Hi Tobi, On Mon, Jun 29, 2009 at 01:58:08PM +0200, Tobias Oetiker wrote: > Today Sebastian Harl wrote: > > Imho, the best thing to do would be to separate graphing into it's own > > library, say librrd-graph. Just doing so should require adapting the > > build system only. However, this introduced backward-incompatible > > changes to the API and ABI of librrd, so it would require a major soname > > version bump, so Tobi has to decide about that. I do not expect that > > lots of C programs use rrd_graph*(), so only few other projects should > > be affected by that change and require code (and build system) changes > > [1]. > > how about having the following structure > > librrd - including the graph stuff and puling in the rest from > librrd-base > > this means that people who want only the base stuff can link > against librrd-base ... and it would not break existing usage as > linking against librrd would pul in librrd-base automatically.
I was thinking about that as well but I see a couple of problems and
(rather minor) disadvantages when using that approach:
* People using the static library would still need to change their
build system because static libs do not have a NEEDED entry [1], i.e.
they cannot specify any dependencies. I'm unsure if that change thus
should still be considered to be an ABI breakage.
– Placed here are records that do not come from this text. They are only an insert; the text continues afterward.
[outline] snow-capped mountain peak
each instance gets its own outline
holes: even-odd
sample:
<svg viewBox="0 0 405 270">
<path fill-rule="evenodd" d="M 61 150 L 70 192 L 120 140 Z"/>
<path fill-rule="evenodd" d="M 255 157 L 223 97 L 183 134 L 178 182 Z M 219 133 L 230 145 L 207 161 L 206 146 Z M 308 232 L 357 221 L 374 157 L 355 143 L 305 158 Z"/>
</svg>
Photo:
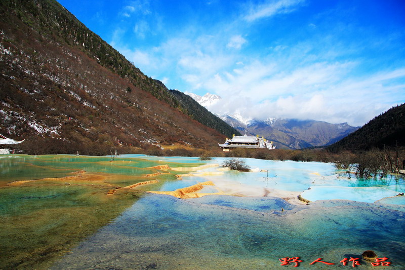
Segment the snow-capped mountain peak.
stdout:
<svg viewBox="0 0 405 270">
<path fill-rule="evenodd" d="M 221 97 L 217 95 L 207 93 L 202 96 L 193 94 L 192 93 L 185 93 L 193 99 L 198 102 L 200 105 L 208 108 L 211 105 L 215 104 L 218 100 L 221 99 Z"/>
<path fill-rule="evenodd" d="M 245 126 L 248 126 L 251 124 L 253 119 L 251 118 L 247 118 L 242 116 L 240 113 L 239 112 L 236 112 L 233 114 L 229 114 L 229 116 L 232 118 L 234 118 L 239 121 L 239 122 L 241 123 Z"/>
</svg>

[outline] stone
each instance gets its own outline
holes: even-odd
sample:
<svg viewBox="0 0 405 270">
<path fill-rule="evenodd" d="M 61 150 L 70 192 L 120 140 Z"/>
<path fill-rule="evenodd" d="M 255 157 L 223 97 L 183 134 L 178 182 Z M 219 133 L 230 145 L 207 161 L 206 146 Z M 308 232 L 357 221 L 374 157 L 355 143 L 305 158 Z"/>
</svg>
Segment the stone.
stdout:
<svg viewBox="0 0 405 270">
<path fill-rule="evenodd" d="M 366 250 L 361 254 L 361 258 L 367 261 L 374 262 L 377 258 L 377 254 L 372 250 Z"/>
</svg>

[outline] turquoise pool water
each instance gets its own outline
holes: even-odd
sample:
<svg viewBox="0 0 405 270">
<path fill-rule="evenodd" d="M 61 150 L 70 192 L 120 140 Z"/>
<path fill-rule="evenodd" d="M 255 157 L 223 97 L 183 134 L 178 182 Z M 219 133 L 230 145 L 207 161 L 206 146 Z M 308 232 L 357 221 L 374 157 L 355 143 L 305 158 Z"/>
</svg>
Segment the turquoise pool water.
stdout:
<svg viewBox="0 0 405 270">
<path fill-rule="evenodd" d="M 178 180 L 177 174 L 201 172 L 149 167 L 207 163 L 145 155 L 112 162 L 110 157 L 2 156 L 0 268 L 285 269 L 291 265 L 280 265 L 279 259 L 299 257 L 299 269 L 339 269 L 344 258 L 369 249 L 389 258 L 385 268 L 405 268 L 405 197 L 387 197 L 403 192 L 402 178 L 349 178 L 332 164 L 246 160 L 256 172 Z M 157 172 L 163 173 L 144 177 Z M 80 176 L 53 179 L 75 175 Z M 158 182 L 107 195 L 115 186 L 153 179 Z M 21 180 L 35 181 L 6 184 Z M 137 191 L 171 191 L 207 180 L 295 191 L 313 202 L 224 195 L 181 200 Z M 309 265 L 318 258 L 335 264 Z M 375 268 L 360 261 L 359 269 Z"/>
</svg>

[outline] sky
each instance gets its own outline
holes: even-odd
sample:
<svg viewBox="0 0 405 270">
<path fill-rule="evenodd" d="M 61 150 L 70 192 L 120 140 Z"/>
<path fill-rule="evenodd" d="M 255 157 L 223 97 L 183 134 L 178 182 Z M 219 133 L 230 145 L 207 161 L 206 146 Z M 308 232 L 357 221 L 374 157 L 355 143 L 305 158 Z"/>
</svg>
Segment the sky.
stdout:
<svg viewBox="0 0 405 270">
<path fill-rule="evenodd" d="M 403 0 L 59 0 L 170 89 L 247 118 L 362 126 L 405 102 Z"/>
</svg>

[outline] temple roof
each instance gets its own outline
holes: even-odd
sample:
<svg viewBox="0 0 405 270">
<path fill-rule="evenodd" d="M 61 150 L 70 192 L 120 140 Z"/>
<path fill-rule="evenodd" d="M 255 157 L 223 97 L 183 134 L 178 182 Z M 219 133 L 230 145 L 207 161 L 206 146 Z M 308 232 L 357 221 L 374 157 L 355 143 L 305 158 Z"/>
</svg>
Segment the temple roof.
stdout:
<svg viewBox="0 0 405 270">
<path fill-rule="evenodd" d="M 256 136 L 248 136 L 246 134 L 245 134 L 244 136 L 235 136 L 231 139 L 228 139 L 227 141 L 229 142 L 256 143 L 259 142 L 259 138 Z"/>
<path fill-rule="evenodd" d="M 23 142 L 24 140 L 22 141 L 16 141 L 13 139 L 7 138 L 2 134 L 0 134 L 0 144 L 17 144 L 17 143 L 21 143 Z"/>
</svg>

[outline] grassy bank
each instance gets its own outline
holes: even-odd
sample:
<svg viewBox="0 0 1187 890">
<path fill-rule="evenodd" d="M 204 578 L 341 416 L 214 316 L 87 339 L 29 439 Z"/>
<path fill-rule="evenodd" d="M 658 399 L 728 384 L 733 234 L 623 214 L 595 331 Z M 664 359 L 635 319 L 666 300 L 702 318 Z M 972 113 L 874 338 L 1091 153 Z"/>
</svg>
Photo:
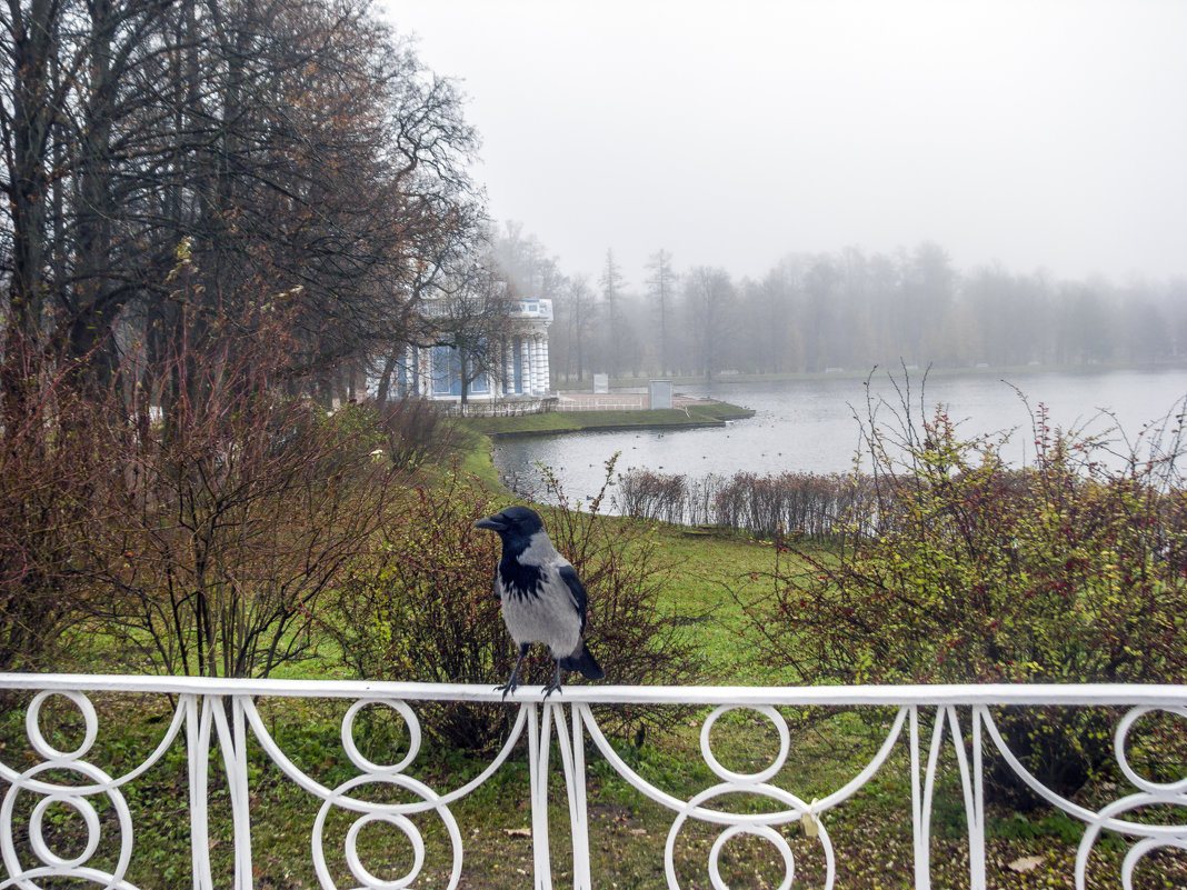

* I'm also unsure if that's going to work on all platforms even in the
case of shared objects. If I recall correctly (and I'm quite
uncertain if I do), some operating systems / dynamic loaders do not
support recursive loading of shared objects [2] and instead require
the application to link against all dependencies of some library as
well. Anybody on this list who has a more in-depth insight into this?
* By using my approach, applications not using rrd_graph*() (which, I
suppose, is the more common case) would automatically drop their
dependency on cairo and pango without requiring any manual changes
(in Debian those packages would simply be rebuilt).
* Imho, graphing has nothing to do with round robin databases by
itself. Even though it's probably one of the main reasons for people
using RRDtool, I'd call it an "add-on". So separating that into some
librrd-graph would imho be the "semantical" better choice. This is
mostly a matter of personal preference though.
Comments?
Cheers,
Sebastian
[1] In case of ELF binaries. I don't know how that field is called in
other binary formats or whether it exists at all in all binary
formats.
[2] Which, e.g., would be the case if there's nothing like NEEDED.